Skinflint media mogul Roy Thomson had famously remarked that having a broadcast license was like “having a licence to print money.” (Thomson reportedly thought owning a newspaper “was even better, because a licence was not required.”)

The senators hemmed and hawed, and made some recommendations that were mostly ignored by the powerful media owners, who continued to make big profits.

How times have changed.

In a press release announcing their new report released last week on media in Canada, the Public Policy Forum of Montreal described the Canadian news industry as “reaching a crisis point as the decline of traditional media, fragmentation of audiences and the rise of fake news pose a growing threat to the health of our democracy.”

Whereas the 1970 report was entitled The Uncertain Mirror, the new appeal for support is called The Shattered Mirror. Now mainstream media are unable to sell enough advertising to provide the amount and quality of news coverage that once seemed routine. So the giant corporations are humbly appealing to the federal government to provide support for various media and make adjustments to the media landscape.

The report does not provide a specific prescription to bring corporate media back to health. Nothing in the report could even begin to provide the billions of dollars that would be needed to restore newspapers to what they were, say, 10 years ago. That was before corporations fired more than 10,000 journalists.

Written by Eddie Greenspon, former editor-in-chief of the Globe and Mail, the report’s most important request urges the federal government to impose a sales tax on U.S.-owned Internet media outlets, including Google and Facebook, operating in Canada.

The estimated $400,000 raised would be used to create a Journalism and Democracy Fund, which would be managed independently from the government. The fund would be used to develop digital technology and pay for local news and investigative journalism. The federal government is likely to balk at this suggestion because most of the money would end up in the bank accounts of much-maligned media corporations.

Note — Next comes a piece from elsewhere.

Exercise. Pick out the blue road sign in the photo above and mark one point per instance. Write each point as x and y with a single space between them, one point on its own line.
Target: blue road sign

The report also suggests changes to the Copyright Act to protect original content from being picked up on aggregator websites. Look out, Huffington Post.

There are several other interesting suggestions in the report. Greenspon’s bias toward corporate media is obvious when he says the CBC should not be allowed to run digital ads on its news sites. That would open up a measly $25 million for the rest of the media. Greenspon says the federal government should make up the shortfall for the CBC, but that’s not going to happen.

The author also says that CBC news content should be made available free of charge to outside news organizations. Hmmm, perhaps he hasn’t noticed that media sites already do this.

Corporate media whines that others are responsible for its woes. But a big part of the problem is now that Canadians are able to access a great many information sites, many have grown to mistrust mainstream media.

A public poll carried out for the study showed all media sectors performing poorly. Only 11 per cent of those polled said they totally trusted newspapers.

Greenspon has the nerve to write that Canada needs mainstream media to protect democracy. In reality, mainstream media has a corporate and conservative bias that began with the introduction of neo-liberalism in the early 1980s. All but one Canadian daily endorsed the election of Stephen Harper, who headed the most right-wing government in modern times.

Greenspon also says the mainstream needs support to help weed out “false news,” hinting it comes from places such as Google and Facebook.

Yes, false news is a problem, but there’s also the problem that stories produced by mainstream media are seriously biased and ignore whole groups in society.

What will happen to Greenspon’s 100-page appeal?

It will be one of several salvos that will help slide the federal government toward providing some kind of support that is publicly acceptable.

But there’s a warning buried deep in the report.

Pollster Allan Gregg says that a majority of people polled in connection with the Public Policy Forum report are dead set against taxpayers propping up the media industry.

Perhaps the most disliked person in the business is Paul Godfrey, who, by chopping and borrowing millions, still controls more than 200 Postmedia news outlets , including several big city dailies. Godfrey’s total income in 2015 was $1.7 million.

With Godfrey pulling down this kind of money, it would not look good to have Postmedia dipping into a Journalism and Democracy Fund.

For sure, Trudeau wants the still powerful big media to support him, just like it supported Stephen Harper. Even so, the government will pussyfoot along many more months before deciding what actions are safe to take.

Meanwhile, the once mighty big media companies will continue to twist in the wind.

Nick Fillmore is a Toronto freelance journalist and media critic. In an earlier life, in 1970, when he was publisher of the upstart Halifax weekly, The 4th Estate, his presentation to the Special Senate Committee on Mass Media rocked the staid and backward corporate newspapers in the Maritimes. He described how they censored the news, paid low wages and treated staff with disdain. In response, the Halifax Chronicle-Herald published one of its few front page editorials with the headline: “A denigration of good men.”